等到傭人陸續把飯菜上桌,她盯着盤子裏的東西,又開始吐口水。
秦川無奈又好笑,吩咐傭人添碗粥給她。
“不用。”蘇羽瞳卻搖頭阻止了。就算是孕婦,飲食也得有個度。而且她並不是真的有多餓,只是饞而已。滿足了舌頭,脾胃恐怕受不了。
見她拒絕,秦川也沒再堅持。
他這幾天雖然忙,可家裏的動向還是了如指掌的。蘇羽瞳最近食量大漲,吃太多了,的確對身體不利。
只是對面坐了個孕婦眼巴巴看着自己,這動向咽起來還真有點兒費事。
秦川覺得自己應該找些話題聊聊:“那個……”
“你……”
兩個人同時開口,又同時住聲兒。
他咽下嘴裏的東西,抬眸看她:“你先說。”
“沒什麼。”蘇羽瞳抬手將鬢角的一縷碎發攏至耳後,“我就是想說,你天天跑這麼遠的路,家裏公司兩頭趕,不累么?”
“心疼我?”秦川眉梢一挑,眼中笑意融融。
蘇羽瞳手指點着腮幫子,對他紅果果的調情不以為意:“你想多了,我只不過有點兒奇怪,你當初為什麼要選擇住在這麼遠的地方。”這麼大片地他一人獨佔,是挺拉風牛掰的。可距離市區這麼遠,麻煩指數也不低。

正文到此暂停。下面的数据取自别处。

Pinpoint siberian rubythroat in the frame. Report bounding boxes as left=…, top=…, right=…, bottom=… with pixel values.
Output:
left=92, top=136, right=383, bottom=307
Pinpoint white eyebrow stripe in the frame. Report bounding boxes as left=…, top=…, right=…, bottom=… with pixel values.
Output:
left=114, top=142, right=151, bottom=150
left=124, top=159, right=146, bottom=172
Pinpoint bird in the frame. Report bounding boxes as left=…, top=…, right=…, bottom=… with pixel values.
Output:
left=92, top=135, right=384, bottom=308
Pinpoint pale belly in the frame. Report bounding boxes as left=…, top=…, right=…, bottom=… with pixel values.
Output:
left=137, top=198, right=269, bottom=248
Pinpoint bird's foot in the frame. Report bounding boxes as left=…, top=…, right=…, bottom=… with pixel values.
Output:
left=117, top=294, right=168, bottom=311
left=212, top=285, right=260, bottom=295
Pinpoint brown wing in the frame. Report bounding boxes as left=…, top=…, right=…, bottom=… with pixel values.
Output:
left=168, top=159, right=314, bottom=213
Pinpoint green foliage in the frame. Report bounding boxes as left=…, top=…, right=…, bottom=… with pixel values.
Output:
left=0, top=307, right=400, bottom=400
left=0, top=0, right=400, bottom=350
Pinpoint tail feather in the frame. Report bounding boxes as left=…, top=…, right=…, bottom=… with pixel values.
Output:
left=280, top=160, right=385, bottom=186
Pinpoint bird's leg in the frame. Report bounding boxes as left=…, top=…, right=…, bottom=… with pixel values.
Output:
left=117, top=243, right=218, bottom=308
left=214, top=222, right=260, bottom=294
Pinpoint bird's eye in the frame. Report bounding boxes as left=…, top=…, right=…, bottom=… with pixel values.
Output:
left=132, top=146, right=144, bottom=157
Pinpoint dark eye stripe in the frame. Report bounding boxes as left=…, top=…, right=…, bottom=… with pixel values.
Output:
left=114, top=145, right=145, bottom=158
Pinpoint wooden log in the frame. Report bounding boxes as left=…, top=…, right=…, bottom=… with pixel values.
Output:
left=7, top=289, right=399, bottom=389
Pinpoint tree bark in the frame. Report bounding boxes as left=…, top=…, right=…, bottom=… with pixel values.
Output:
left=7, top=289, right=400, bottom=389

秦川輕嘆一聲,沒說什麼,心頭卻掠過一陣幽怨。以前有傅遠行在,他像現在這樣忙得不可開交的機會並不多。而且他的辦公室就有休閑室,以前工作晚了,會直接休息在那裏。可現在……他不是惦記着她還有肚子的寶寶,這才不管多晚都風雨無阻往回跑么。
偏偏她不領情!
簡直就是個沒良心的小白眼兒狼!
“秦川……”這邊他正忍不住泛酸,就聽見蘇羽瞳的聲音柔柔響起,如同天籟,“我知道你惦記我。可你真的不用這麼辛苦來回起早貪黑的趕,醫生說我最近情況很穩定。”

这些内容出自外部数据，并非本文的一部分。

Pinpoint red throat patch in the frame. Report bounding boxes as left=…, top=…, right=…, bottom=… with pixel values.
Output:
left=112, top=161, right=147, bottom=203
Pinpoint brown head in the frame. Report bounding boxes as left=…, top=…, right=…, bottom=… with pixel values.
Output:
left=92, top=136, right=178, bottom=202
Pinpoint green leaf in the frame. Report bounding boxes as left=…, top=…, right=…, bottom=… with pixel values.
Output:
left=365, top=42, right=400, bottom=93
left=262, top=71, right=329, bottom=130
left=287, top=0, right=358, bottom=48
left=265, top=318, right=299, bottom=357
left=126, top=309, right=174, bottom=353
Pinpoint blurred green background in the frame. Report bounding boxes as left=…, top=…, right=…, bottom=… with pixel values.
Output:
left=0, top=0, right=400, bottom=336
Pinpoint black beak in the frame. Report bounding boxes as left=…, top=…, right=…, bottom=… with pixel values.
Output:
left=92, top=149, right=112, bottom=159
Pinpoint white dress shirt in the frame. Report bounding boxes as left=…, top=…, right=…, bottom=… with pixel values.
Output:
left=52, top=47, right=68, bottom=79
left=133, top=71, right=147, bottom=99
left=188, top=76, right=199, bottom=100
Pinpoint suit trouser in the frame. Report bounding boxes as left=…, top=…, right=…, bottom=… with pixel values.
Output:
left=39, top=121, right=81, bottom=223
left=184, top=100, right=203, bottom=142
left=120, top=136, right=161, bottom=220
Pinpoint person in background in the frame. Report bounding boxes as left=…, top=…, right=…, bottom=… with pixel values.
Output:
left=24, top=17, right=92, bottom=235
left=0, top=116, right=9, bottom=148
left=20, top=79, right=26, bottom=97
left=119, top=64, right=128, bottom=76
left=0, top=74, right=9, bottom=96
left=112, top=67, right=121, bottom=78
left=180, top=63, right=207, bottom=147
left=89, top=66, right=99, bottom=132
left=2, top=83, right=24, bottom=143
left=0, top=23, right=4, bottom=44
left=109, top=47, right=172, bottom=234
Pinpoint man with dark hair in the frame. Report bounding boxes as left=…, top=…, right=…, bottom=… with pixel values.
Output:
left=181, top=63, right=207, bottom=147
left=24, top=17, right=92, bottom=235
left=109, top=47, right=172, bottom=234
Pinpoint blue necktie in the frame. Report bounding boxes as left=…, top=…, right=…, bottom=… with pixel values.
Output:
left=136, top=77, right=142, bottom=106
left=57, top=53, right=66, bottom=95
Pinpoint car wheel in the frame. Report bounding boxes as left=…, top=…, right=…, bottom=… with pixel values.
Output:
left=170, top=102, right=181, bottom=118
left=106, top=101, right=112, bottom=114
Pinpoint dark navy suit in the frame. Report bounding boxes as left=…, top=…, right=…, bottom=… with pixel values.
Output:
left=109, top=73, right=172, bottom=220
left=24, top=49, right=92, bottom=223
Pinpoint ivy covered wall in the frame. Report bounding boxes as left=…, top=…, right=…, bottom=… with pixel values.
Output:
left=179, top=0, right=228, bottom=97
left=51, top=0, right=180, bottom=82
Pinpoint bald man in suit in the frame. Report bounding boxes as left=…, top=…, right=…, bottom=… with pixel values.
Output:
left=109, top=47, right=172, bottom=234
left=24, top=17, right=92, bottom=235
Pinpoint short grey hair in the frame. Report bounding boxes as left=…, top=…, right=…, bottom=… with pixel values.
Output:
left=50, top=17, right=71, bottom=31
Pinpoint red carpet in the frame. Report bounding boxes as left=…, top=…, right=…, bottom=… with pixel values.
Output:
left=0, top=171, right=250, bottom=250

秦某人血槽又瞬間滿值,胃裏所有的酸水這會兒都成了蜜糖,甜的他有些飄飄然。
“沒事,我不累。”說著略一停頓,目光變得炙熱而曖昧,“我體力多好,你還不知道么?”
聞言,蘇羽瞳臉上一熱,蹙起了細眉,冷冰冰地吐出兩個字:“胎教!”
“它還那麼小,能聽懂什麼?”秦川很是不以為意,說完神色不自覺又柔和幾分,“寶寶今天乖不乖?”
蘇羽瞳忍不住白了他一眼:“它還那麼小,我現在根本感受不到胎動,好嗎?”
“呵呵……”秦川輕笑兩聲,低頭把剩下的飯都扒進嘴裏,咀嚼吞咽好后,才狀似嘆息都開口說道:“是我心急了。瞳瞳,你大概不知道,有時候我希望時間慢一點,這樣我們兩個就可以在一起久一些。可有時候,我又恨不得這輩子一下子就過完。看着你白髮蒼蒼的陪在我身邊,看着一堆孫子孫女圍在身邊喊我爺爺。”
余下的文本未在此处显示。